I feel they ask, in one way or another, why I believe in Jesus because we have a human curiosity to know the reasons behind someone’s actions or beliefs. My response to their question hinges on my definition of evangelism.
My classmates and I were asked in a Christian Ethics class to describe the word evangelism because the professor was trying to enable us to assign definitions to words we often throw around too casually. We were asked to define it using a what, why and how. I said the following:
WHAT: an act
HOW: of sharing the Gospel with others
WHY: in order to bring about in them a belief and acceptance of Jesus Christ as Redeemer.

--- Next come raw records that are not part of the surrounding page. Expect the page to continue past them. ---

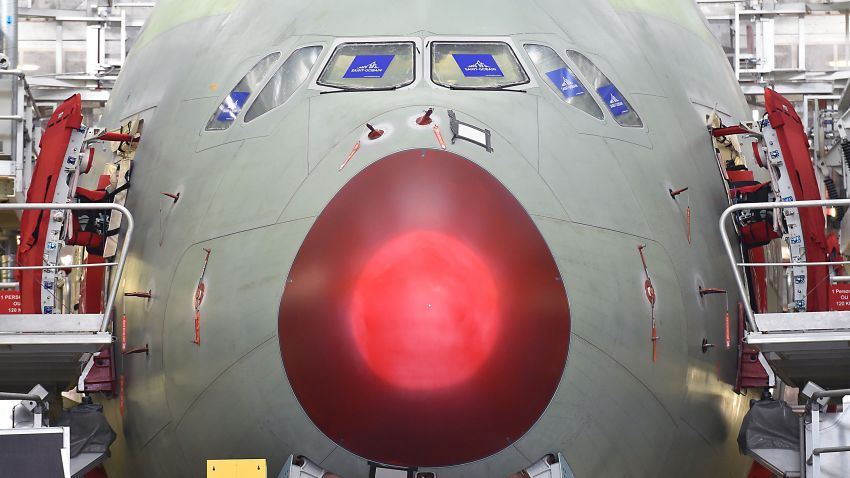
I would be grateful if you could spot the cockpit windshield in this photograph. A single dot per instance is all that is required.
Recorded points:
(370, 66)
(475, 65)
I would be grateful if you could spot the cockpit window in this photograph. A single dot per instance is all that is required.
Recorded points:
(233, 103)
(475, 65)
(620, 108)
(370, 66)
(562, 80)
(291, 74)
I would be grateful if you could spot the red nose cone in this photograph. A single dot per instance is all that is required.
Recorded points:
(425, 311)
(424, 321)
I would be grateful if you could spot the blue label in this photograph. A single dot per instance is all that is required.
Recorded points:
(615, 101)
(477, 65)
(232, 105)
(369, 66)
(565, 81)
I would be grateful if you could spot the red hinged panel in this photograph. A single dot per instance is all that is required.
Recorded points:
(54, 144)
(795, 148)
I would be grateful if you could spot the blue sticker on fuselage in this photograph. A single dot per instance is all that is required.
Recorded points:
(615, 101)
(233, 104)
(477, 65)
(369, 66)
(565, 81)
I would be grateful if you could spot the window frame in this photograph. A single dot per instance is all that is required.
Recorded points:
(521, 59)
(604, 105)
(322, 64)
(592, 94)
(250, 101)
(275, 68)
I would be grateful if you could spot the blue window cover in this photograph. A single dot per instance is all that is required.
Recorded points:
(565, 81)
(369, 66)
(478, 65)
(611, 96)
(232, 105)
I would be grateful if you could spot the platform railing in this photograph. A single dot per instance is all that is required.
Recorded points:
(813, 407)
(118, 263)
(739, 267)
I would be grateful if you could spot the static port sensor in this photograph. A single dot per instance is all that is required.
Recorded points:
(467, 132)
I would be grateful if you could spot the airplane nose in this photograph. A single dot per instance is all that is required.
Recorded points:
(424, 321)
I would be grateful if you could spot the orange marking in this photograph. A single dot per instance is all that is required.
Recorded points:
(197, 327)
(121, 395)
(123, 333)
(354, 151)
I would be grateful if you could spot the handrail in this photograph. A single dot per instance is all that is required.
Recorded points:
(125, 245)
(730, 253)
(25, 396)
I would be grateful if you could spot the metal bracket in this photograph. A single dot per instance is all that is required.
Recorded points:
(302, 467)
(550, 466)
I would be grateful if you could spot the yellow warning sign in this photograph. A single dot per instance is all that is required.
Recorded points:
(236, 469)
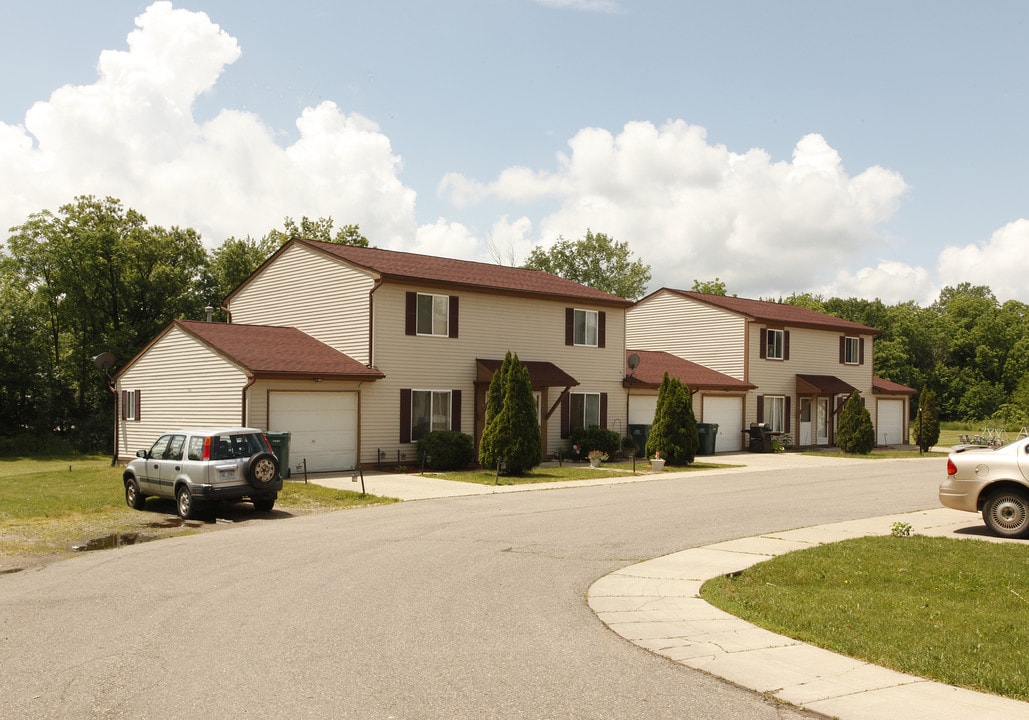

Evangelism is an act or expression of the belief and trust one has in Jesus Christ to others. This is seen in everything we do. Every decision we, as Christ-followers, make influences others’ perceptions or beliefs in the Gospel. Sometimes this is actually sharing a testimony of faith with a non-believer (a more traditional definition of evangelism). But evangelism is also my wearing a bracelet with a cross on it to a secular meeting or choosing not to watch certain shows or movies because of the images or messages they portray. Evangelism is holding the door for someone coming in from the rain or telling a stranger who shared a difficult part of their life with you that you would pray for peace in their situation.
All the actions we take along the life path we walk are part of our living definition of evangelism. It’s not about conversions—that is the job of the Holy Spirit—and it’s not about church members—that’s incidental. It’s about showing those around us the most genuine reflection of the Gospel we can show and relying on the grace of God to reveal to us how to do that better tomorrow.